Watch out for signs of unhealthy competition. Team members may start approaching the organization’s leader one-on-one to discuss issues that should be handled in team meetings. Or they may negotiate among themselves and engage in power struggles outside of meetings. These behaviors prevent open discussion and debate, which are essential for making key decisions.
The Trap of Mediocracy and Passivity
On the flip side of the coin is a different kind of dysfunction — mediocracy and passivity. This is where team members avoid conflict in favor of a misguided form of cooperation. Cooperation is vital to a healthy team, but it shouldn’t mean avoiding healthy debates. When teams sacrifice honest, robust discussions for a facade of harmony, performance suffers.
When harmony is the goal at all costs, meetings turn into echo chambers. Ideas go unchallenged, and decisions are made without deep evaluation. Teams like these miss opportunities for innovation and growth. They become trapped in an atmosphere of ineffectual niceness, where everyone agrees just to keep the peace.
A Balance of Competition and Collaboration
Sometimes, a leadership team fails on both counts — neither competing nor collaborating effectively. Team members lack the drive to boost their unit’s performance, and there’s little spirit of teamwork. They end up working in silos, which leads to duplicated efforts, wasted resources, and missed opportunities.
What Should a Leader Do?
The solution starts with clarity. A leader must have a clear vision and purpose. This includes setting clear expectations, establishing behavioral norms, and holding everyone accountable.
Most businesses have straightforward goals: increase revenue, reduce costs. Yet when you ask team members for ideas, you might get a long list. How do you know what’s most important? What needs attention now? Who can deliver on it?
The answer lies in “diving deep.” Think about the top-performing companies in the world. They didn’t reach the top by chance. They had leaders who weren’t afraid to dive deep. These leaders did not settle for comfortable meetings or flashy presentations. They sought answers from the ground up. They understood that true insights come from going beyond the surface.
Getting to the Root Cause
When it comes to issues like competitive or passive behavior, answers aren’t always obvious.
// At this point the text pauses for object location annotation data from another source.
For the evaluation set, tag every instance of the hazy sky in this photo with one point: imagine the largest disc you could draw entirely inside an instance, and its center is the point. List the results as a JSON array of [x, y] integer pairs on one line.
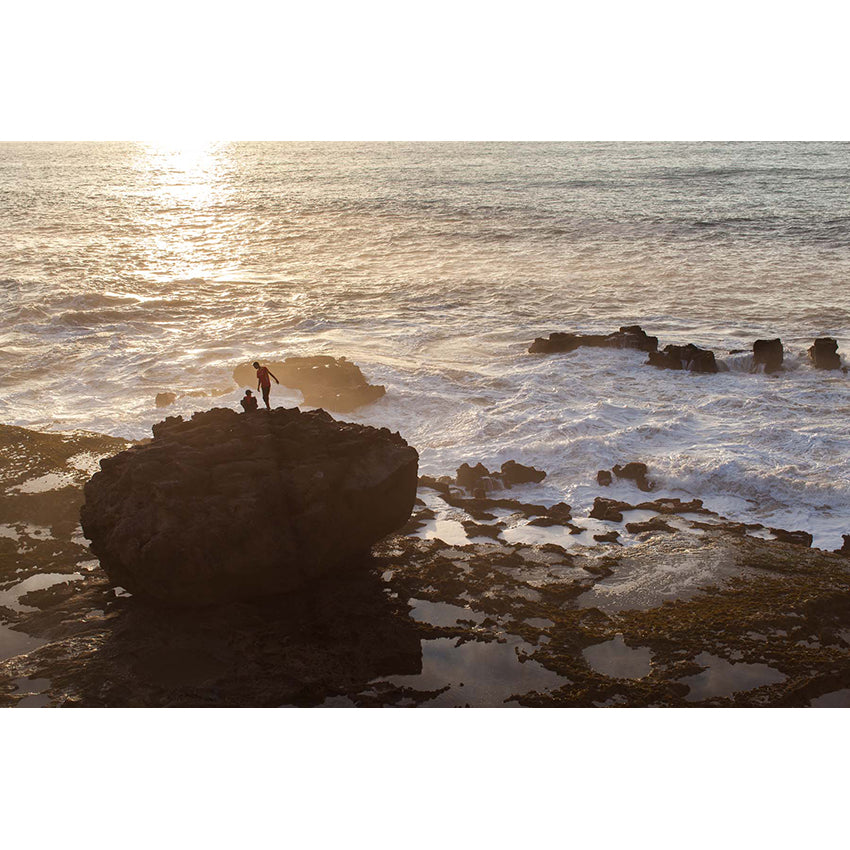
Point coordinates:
[[436, 70]]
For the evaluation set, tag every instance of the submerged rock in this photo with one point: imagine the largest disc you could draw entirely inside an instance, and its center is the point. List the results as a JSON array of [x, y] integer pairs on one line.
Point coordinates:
[[824, 353], [479, 478], [630, 336], [327, 382], [636, 472], [689, 357], [228, 506], [768, 352]]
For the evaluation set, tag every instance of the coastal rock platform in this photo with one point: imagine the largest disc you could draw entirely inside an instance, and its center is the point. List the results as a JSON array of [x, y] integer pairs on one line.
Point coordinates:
[[471, 602]]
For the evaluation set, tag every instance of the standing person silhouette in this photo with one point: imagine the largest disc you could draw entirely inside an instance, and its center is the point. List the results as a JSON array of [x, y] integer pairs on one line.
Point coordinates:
[[263, 382]]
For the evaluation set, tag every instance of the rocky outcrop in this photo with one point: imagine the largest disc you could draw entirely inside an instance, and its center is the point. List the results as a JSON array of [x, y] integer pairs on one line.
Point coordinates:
[[226, 506], [768, 352], [630, 336], [824, 353], [331, 383], [609, 509], [478, 479], [801, 538], [636, 472], [689, 357], [165, 399]]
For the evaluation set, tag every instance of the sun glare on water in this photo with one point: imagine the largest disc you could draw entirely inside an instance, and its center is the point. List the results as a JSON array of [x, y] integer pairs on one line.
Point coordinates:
[[186, 183]]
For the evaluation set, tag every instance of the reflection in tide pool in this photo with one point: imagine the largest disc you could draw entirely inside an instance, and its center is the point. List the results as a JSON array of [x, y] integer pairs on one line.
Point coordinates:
[[613, 658], [14, 643], [835, 699], [477, 673], [722, 679]]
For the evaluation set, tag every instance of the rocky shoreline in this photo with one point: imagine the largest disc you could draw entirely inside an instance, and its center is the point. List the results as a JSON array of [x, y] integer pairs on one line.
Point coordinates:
[[483, 598]]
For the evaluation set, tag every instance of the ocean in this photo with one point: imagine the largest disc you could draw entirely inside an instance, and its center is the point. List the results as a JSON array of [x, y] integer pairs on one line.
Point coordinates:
[[129, 269]]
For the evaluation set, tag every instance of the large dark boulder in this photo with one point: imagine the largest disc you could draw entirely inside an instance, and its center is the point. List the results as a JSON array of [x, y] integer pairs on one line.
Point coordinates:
[[690, 357], [630, 336], [231, 506], [328, 382], [824, 353], [768, 352]]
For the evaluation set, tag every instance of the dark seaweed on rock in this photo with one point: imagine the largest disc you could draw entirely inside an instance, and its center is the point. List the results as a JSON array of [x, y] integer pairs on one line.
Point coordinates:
[[232, 506]]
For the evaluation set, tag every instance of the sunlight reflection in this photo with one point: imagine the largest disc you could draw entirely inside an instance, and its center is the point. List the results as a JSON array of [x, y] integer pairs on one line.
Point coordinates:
[[187, 184]]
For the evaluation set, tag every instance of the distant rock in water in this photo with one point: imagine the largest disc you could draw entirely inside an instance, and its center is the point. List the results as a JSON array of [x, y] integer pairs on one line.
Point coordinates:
[[230, 506], [165, 399], [768, 352], [688, 357], [636, 472], [479, 478], [331, 383], [630, 336], [824, 353]]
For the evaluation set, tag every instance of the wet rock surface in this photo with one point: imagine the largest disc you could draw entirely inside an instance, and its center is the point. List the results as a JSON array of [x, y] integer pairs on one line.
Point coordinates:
[[702, 615], [769, 353], [227, 507], [631, 336], [480, 480], [824, 353], [331, 383], [689, 357]]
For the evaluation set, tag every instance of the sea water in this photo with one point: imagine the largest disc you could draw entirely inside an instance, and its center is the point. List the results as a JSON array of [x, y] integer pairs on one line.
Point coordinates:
[[127, 269]]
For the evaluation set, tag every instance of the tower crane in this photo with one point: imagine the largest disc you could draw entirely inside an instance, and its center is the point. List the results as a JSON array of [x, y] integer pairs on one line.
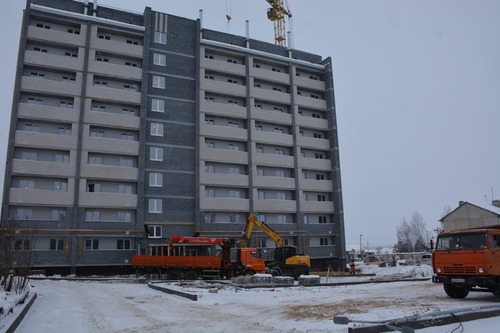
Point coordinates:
[[277, 13]]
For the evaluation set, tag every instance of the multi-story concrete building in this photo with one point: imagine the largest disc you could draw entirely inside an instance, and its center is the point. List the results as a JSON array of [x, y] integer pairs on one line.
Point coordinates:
[[128, 128]]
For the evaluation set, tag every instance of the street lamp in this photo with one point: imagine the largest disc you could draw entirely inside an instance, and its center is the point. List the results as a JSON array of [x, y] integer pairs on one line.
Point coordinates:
[[360, 244]]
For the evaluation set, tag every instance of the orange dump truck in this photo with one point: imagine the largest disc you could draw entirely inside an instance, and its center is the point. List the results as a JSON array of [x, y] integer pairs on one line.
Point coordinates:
[[191, 258], [468, 260]]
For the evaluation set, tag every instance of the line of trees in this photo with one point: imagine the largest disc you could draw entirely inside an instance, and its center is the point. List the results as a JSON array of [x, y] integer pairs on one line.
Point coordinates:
[[16, 249], [412, 235]]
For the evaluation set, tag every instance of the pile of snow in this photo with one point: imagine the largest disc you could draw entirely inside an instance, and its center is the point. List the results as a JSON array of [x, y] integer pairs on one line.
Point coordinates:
[[421, 271]]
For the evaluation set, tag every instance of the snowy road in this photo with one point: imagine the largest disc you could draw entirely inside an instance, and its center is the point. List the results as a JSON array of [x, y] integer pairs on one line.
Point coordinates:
[[66, 306]]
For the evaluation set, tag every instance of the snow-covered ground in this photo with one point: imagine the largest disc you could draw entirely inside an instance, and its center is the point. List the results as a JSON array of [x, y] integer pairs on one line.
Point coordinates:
[[117, 306]]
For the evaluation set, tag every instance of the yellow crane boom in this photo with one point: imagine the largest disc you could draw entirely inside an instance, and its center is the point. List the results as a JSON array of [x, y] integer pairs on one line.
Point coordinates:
[[277, 14]]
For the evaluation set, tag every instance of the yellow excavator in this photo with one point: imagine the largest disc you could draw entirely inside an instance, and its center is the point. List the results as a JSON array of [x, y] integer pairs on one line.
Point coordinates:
[[286, 260]]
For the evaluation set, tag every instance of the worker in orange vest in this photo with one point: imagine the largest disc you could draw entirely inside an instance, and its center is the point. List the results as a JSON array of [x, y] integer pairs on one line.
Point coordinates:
[[353, 268]]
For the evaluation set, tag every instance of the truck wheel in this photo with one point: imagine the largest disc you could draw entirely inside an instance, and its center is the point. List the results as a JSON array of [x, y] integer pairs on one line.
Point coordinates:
[[455, 291], [173, 275], [298, 272], [191, 275]]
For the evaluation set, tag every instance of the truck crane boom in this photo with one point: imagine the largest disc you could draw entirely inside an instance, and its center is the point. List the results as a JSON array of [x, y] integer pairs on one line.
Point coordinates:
[[277, 14]]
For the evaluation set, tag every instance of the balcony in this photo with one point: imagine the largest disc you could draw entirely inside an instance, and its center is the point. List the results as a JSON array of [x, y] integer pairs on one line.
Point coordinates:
[[114, 70], [43, 168], [42, 197], [306, 82], [223, 67], [224, 132], [222, 179], [111, 46], [273, 138], [274, 182], [228, 156], [223, 109], [108, 200], [113, 146], [55, 61], [225, 87], [314, 143], [33, 84], [317, 207], [269, 75], [62, 37], [310, 122], [315, 164], [224, 204], [271, 95], [111, 119], [112, 94], [43, 112], [109, 172], [274, 160], [310, 102], [268, 205], [316, 185], [46, 140], [272, 116]]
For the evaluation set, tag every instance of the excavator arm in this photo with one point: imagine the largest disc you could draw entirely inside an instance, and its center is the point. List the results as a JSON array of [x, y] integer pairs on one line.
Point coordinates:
[[254, 221]]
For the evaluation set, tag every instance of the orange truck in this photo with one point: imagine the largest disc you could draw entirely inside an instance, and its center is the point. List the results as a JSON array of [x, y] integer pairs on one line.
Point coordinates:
[[190, 258], [468, 260]]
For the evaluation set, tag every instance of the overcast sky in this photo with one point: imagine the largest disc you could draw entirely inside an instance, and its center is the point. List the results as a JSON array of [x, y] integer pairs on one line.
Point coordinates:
[[417, 88]]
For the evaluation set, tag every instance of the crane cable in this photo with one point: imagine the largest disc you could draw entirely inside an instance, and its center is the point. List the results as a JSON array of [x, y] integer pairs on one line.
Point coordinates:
[[228, 15]]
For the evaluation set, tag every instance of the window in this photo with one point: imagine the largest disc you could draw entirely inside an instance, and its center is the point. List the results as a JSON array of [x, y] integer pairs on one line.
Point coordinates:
[[96, 133], [235, 194], [123, 244], [156, 154], [125, 188], [24, 214], [91, 244], [58, 215], [156, 129], [27, 184], [94, 187], [233, 146], [159, 59], [155, 206], [155, 179], [154, 231], [56, 244], [282, 219], [158, 82], [124, 216], [157, 105], [126, 162], [234, 170], [127, 136], [22, 245], [160, 37], [43, 26], [92, 215]]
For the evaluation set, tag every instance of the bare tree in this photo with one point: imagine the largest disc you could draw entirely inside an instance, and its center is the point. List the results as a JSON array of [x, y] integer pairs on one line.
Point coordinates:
[[16, 248], [412, 235]]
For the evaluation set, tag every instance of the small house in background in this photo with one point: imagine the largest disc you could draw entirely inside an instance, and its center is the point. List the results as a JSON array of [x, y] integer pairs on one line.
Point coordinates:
[[472, 215]]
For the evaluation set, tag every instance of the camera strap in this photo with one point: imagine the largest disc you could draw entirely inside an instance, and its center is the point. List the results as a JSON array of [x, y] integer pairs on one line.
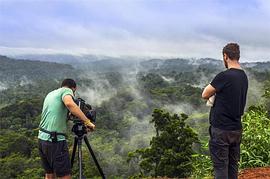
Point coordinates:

Leaders may show harmony and support each other in meetings. They might agree on plans and leave the room aligned. But when you check back in six months, the results may not be there. Why? Because the real problems are hidden below the surface.
To uncover them, you must dig deeper. Go beyond the leadership team. Meet with the next layer of leaders. Go further down to the individuals who are executing the work. Skip the large town halls where people don’t speak openly. Instead, have one-on-one meetings. Ask for actual data, not opinions. Those doing the work have the most valuable insights.
Driving Change to the Bottom
It’s not enough to hold only the top leaders accountable. If you do, you risk ending up in a “round-robin of next ’s” — constantly switching leaders without making real progress. If you want to win, you must drive change all the way to the bottom of the organization.
A senior leader can’t focus on everything. Start by picking the top five priorities. Focus on these, and you’ll begin to shift the culture. You’ll learn who to trust, for what, and why. Then, move on to the next set of priorities. In a few years, you will have transformed the culture.
Making Sustainable Decisions
By diving deep, you gain a true understanding of the health of your leadership team. You learn where the problems are and how to fix them. And when it’s time to make changes at the top, you make decisions that stick. These are decisions that work for the long term, not just the short term.
The Deep Dive is Non-Negotiable
In pursuit of strong performance, don’t overlook the health of your leadership team. To make real, lasting change, you must dive deep. It’s the only way to uncover hidden dynamics, drive true accountability, and build a team that delivers results. Only then can you ensure not just survival, but true, sustained success.